Making food an art form

Laura Davis meets the head chef exhibiting his cooking for artists

MUMS and dads – the next time you are carrying out your early evening routine of juggling plates of fishfingers and beans, spare a thought for Nicolas Kelly.

It doesn’t matter how rowdy and demanding a two-year-olds gets, no child will ever make it into the same league as a successful artist.

Either wearing their creativity like a hair shirt or knocking back the alcopops like a ladette, artists are known for being temperamental and fussy.

So imagine having to cook for them on a regular basis, for the opening of their latest exhibitions.

Actually, confesses Nicholas, it’s quite a lot of fun. And the artists are much less intimidating than they may seem.

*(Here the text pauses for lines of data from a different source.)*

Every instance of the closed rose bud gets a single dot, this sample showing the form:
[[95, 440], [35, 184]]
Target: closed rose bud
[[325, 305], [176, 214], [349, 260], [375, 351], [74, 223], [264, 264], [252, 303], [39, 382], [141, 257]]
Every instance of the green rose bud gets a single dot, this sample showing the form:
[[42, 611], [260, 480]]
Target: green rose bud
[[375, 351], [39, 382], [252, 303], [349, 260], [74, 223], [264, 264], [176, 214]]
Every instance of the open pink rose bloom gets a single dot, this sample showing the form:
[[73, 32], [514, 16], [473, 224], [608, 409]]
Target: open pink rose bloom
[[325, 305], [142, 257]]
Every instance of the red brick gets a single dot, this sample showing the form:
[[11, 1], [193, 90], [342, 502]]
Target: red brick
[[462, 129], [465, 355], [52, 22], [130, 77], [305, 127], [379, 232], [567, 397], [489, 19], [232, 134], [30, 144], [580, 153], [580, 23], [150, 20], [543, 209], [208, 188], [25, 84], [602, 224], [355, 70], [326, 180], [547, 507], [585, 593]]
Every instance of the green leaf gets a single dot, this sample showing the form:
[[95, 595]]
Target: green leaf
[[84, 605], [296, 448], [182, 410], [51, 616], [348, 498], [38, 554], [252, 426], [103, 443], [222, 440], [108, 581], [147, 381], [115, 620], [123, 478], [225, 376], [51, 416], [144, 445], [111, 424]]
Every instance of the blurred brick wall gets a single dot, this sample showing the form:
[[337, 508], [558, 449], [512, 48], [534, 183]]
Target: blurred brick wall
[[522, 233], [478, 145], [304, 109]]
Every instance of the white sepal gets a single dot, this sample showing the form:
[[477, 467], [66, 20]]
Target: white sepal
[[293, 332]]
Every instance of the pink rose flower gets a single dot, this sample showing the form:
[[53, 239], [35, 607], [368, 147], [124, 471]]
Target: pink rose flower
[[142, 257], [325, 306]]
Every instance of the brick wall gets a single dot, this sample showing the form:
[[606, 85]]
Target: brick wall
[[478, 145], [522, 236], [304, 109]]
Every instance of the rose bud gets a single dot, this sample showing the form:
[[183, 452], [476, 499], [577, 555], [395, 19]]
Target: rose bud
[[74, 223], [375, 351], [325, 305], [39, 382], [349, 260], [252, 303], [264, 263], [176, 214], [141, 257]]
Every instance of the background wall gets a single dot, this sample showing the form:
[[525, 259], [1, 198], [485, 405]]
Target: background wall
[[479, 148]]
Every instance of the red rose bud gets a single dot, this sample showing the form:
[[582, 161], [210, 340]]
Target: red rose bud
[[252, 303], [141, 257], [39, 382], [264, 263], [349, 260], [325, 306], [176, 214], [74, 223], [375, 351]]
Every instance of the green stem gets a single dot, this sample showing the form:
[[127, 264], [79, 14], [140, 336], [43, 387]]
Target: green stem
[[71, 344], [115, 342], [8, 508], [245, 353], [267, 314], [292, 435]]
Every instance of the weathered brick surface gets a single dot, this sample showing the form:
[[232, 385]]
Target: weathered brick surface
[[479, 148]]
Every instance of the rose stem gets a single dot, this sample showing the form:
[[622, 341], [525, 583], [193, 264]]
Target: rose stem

The 38-year-old head chef works at Tate Liverpool, running the Tate Cafe and overseeing the catering at large events. That includes the opening of Peter Blake: A Retrospective, last summer’s major exhibition of work by the man who designed the Sergeant Pepper album cover, and the upcoming Turner Prize announcement.

“We try and create the dishes to suit the art,” explains Nicholas. “For Blake we tried to theme the colours around his colour schemes from Pop Art.

“I’m a big Beatles fan so to meet him was great. He was absolutely made up with the catering. It was his daughter’s birthday on the night of the private view so he was especially pleased that we made a cake for her.”

Food for the Turner Prize will, he says, have a traditional English theme.

“It’s not going to be a big sit down dinner but it’ll be a soiree for all the artists and all their guests so we’ll have confit of salmon, apple and shallot salad with black pudding, white bean and truffle soup in a little shot glass to warm you up as you come in the door.

“With the dessert side it’s traditional egg custards and trifles, but all done with a modern take.”

Nicholas’ arrival at Tate Liverpool earlier this year happened almost by accident. After growing up in the Penny Lane area, he moved to London at the age of 24 to train as a chef. He worked at Mezzo and the legendary Coq D’Argent, but was between jobs when a friend asked him to help out the Tate events team.

He ended up staying three years before moving back to Liverpool to take up his new post.

“When I left I don’t think there really was a good cooking scene in Liverpool. There were a couple of good restaurants but nothing to shout from the rooftops about. Now I think there are some really good places and it’s become a good place for chefs to start working,” he says.

“There are a lot of chefs who went down to London to learn their trade and now they’ve come home. They’ve brought back all this knowledge and they’re passing it on to the next generation.”

Menus at Tate Cafe include a lot of locally-sourced ingredients, such as slow cooked pork belly with smoked Bury black pudding and peach chutney and Lancashire air dried ham and Mrs Kirkham’s Lancashire cheese with piccalilli.

“At the moment we’re building up a trade around the dock for people who do come just for the cafe and the restaurant... and then they’ll go to the gallery. Whereas it used to just be people who came to the gallery and thought ‘oh, there’s a cafe here, we’ll have something to eat.’ It’s been a long journey and we’re trying to increase the offer all the time.”